Spero grew up attending Georgetown Day School (full disclosure: we were in the same graduating class), and Chasen said she was looking for a place “where the rules weren’t already set about what you were supposed to be and what constituted success.”
But if Spero failed, her mother said, she didn’t want anyone to see it happen. Chasen is a public interest lawyer and consumer advocate who worked with Ralph Nader. Spero’s father, Don, is an entrepreneur who was previously on the U.S. Olympic rowing team. They had accomplished extraordinary things. Their daughter wanted the same for herself.
Spero first visited Nepal in 2001 on a three-week trip between her junior and senior year at Williams College in Massachusetts. Walking down a village road one day, she spotted a woman and her child in a doorway. Spero reached for her camera, then stopped herself. “It hit me that I’d come all the way there, but I wasn’t really there,” she said. “I wanted to stand where that woman was standing.”

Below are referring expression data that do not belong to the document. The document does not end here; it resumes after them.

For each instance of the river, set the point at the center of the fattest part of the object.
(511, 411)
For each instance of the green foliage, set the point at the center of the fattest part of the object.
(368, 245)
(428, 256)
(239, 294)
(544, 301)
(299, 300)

In 2002, Spero returned to Nepal for two months, but she still wasn’t thinking long term. “I thought I’d come back to the U.S. and do something responsible,” she said.
But she discovered that the Nepali organization she had paid to facilitate a volunteering project had not organized any work for her and, worse, had placed her in the home of Bhim Subedi, an influential school principal. Spero was in danger of becoming a voluntourist.
She persuaded Subedi to let her change homes. He suggested Radhika, a widow who lived in a two-room mud house with her grown daughters, Bishnu and Malika. This would mark the start of a long relationship.
In 2003, she returned to Nepal a third time, independent of the volunteering organization, and lived with Radhika for nine months. Spero helped with chores and learned Nepali. (Bishnu and Malika spoke little English, and Radhika spoke none.) She moved from sleeping on the attic floor to sharing a bed with Bishnu. Spero was now the woman standing in the doorway.
Not that she fit in — or planned to live there permanently. Spero was more of a local attraction: the tall white woman who could fix things. There was a perception among villagers that Americans — or their money — could solve life’s daily frustrations. At the top of the list were toothaches. Many villagers came to Spero with horrible mouth pain, asking for medicine. The only dental tool at the health post was a rusty pair of pliers.
Spero learned that people expected their teeth to rot and fall out with age. They did own toothbrushes; they just didn’t use them often. “All the pieces were there,” she said. “The problem didn’t seem like it would be so difficult to fix.”
She had a lot to learn.
In 2004, the Nepali government drafted a National Oral Health Policy, which promised to bring dental hygiene to the country’s 4,000 villages. That program is nearly identical to Spero’s: daily brushing programs at school and regular clinics at village health posts. But nine years later, only a handful of villages offer any dental services.
Spero’s small organization is essentially doing the government’s work in a country where 58 percent of children and 69 percent of adults suffer from bacterial tooth decay. According to Shaili Pradhan, the chief oral health care focal point in Nepal’s Department of Health Services, the country’s high rate of heart disease and diabetes is likely linked to a lack of oral health care.
The National Oral Health Policy did introduce fluoridated toothpaste, especially important in a country without fluoridated water. But this doesn’t do much good unless people use it. Rural Nepalis brush with a finger and ashes, salt or sand. Some use abrasive tooth powders that strip enamel from teeth. In some places, people chew datiwan, a stick with antiseptic properties. Then there’s local lore about the dangers of dental care — deeply embedded myths that landed Spero in trouble when she started the dental program.